Putting \[y=-4\] in the equation(10), we get
\[-64+96-80+48=0\] .
So, \[y=-4\] is also a root of the equation (10).
It means \[(y+4)\] is the root of the cubic equation.
\[\begin{align}
  & ({{y}^{3}}+6{{y}^{2}}+20y+48)=0 \\
 & \Rightarrow (y+4)({{y}^{2}}+2y+12)=0 \\
\end{align}\]
\[\Rightarrow ({{y}^{2}}+2y+12)=0\] …………………(11)

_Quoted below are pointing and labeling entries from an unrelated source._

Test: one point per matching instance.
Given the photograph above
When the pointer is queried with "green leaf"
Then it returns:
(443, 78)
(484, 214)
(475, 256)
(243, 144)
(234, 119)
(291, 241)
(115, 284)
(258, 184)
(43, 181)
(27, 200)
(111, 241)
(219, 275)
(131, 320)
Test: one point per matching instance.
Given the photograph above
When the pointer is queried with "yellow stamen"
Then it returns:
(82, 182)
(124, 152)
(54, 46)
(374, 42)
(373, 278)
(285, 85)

Equation (11) is quadratic.
\[\begin{align}
  & y=\dfrac{-2\pm \sqrt{4-4(1)(12)}}{2} \\
 & \Rightarrow y=-1\pm \sqrt{-11} \\
\end{align}\]
Now, the roots are \[y=2,4,-1\pm \sqrt{-11}\] .
From equation (3), we have \[x=y+2\] .
\[x=4,-2,1\pm \sqrt{-11}\]
Hence, we have got the value of \[x=4,-2,1\pm \sqrt{-11}\] and \[y=2,4,-1\pm \sqrt{-11}\] .
So, option (B) is correct.

Note: For a quadratic equation, \[a{{x}^{2}}+bx+c=0\] .
The roots are \[\dfrac{-b\pm \sqrt{{{b}^{2}}-4ac}}{2a}\].
And in this question hit and trial method is also important because we are finding two roots of the biquadratic equation. So, one can make mistakes in the hit and trial method. Therefore, we should know how to apply the hit and trial method.